Clara.
quarta-feira, 5 de agosto de 2015
A costureirinha sem pátria
Dizem que escrever é costurar palavras. Amar deve ser costurar corpos, falou
a costureirinha. Agulhas, tesouras, máquinas, tecidos, veias, linhas e sangues.
Mãos que trabalham incansáveis. O que rasga é carne, ponto sem nó. O que
enlinha é alma, nó cego de ah, se eu fosse marinheiro. Bordados, remendos,
moldes. Os dedos da moça sobre o tear, desenhando delicadamente sonhos de
enxoval. As mãos cansadas da esposa fazendo reparos na calça velha do marido,
já surrada por tantos dias de trabalho. A tesoura da mulher que, sob encomenda
dos desejos de outro, recorta as formas que se adaptarão a contornos sem
medidas nem simetria. Costureiras, como perfurar corpos, entrelaçar versos,
enovelar almas?, perguntou a costureirinha, sem desviar os olhos do retrós de
linha verde claro que, naquele momento, escorregava do seu colo, a ponta do fio
ainda entremeada nas suas mãos. Fio que agora, esgarçado sabe-se lá por quê, parecia vermelho vivo sangue. Que mapas tudo isso formará, formaria? Para
onde me leva, de onde me traz? O que fazer dessas manchas, desses panos? Haverá paradeiro? A costureirinha não tinha
pátria.
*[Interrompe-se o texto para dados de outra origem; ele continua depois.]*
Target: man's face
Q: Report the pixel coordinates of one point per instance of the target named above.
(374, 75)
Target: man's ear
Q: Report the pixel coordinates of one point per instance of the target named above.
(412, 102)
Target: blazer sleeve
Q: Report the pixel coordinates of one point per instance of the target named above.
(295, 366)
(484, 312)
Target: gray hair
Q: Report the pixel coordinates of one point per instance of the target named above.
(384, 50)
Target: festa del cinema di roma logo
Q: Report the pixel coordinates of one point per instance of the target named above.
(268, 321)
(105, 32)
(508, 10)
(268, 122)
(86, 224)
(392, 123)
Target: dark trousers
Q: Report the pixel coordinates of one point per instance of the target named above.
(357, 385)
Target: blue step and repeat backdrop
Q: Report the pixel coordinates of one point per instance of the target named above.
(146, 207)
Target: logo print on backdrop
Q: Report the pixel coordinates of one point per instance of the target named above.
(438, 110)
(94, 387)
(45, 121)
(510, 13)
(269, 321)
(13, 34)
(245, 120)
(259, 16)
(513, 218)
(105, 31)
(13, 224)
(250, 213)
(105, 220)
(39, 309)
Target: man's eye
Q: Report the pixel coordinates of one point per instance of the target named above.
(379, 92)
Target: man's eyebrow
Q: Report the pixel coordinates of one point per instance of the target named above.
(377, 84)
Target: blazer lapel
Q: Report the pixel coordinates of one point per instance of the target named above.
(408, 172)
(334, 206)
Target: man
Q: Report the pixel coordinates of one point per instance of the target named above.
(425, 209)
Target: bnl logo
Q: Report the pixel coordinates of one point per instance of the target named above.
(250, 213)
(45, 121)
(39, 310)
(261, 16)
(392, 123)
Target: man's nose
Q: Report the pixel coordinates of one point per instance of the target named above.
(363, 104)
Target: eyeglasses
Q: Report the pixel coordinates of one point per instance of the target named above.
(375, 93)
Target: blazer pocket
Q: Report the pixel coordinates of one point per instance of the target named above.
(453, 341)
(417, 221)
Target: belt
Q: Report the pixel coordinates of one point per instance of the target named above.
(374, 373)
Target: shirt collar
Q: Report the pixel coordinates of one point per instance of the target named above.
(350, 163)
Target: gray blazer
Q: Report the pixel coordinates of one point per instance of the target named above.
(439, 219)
Um labirinto de pontos riscados impulsivamente sobre a pele era seu
atlas de localização, a bússola que lhe ajudava a navegar, o alinhavo para
seguir com a ponta da agulha herdada há tantos anos da avó da avó da sua avó.
Caminhos percorridos, casa para se buscar, arremate onde se perder. Três
retalhos para o fio de Ariana, descobriu enfim a costureirinha.
Clara.
Clara.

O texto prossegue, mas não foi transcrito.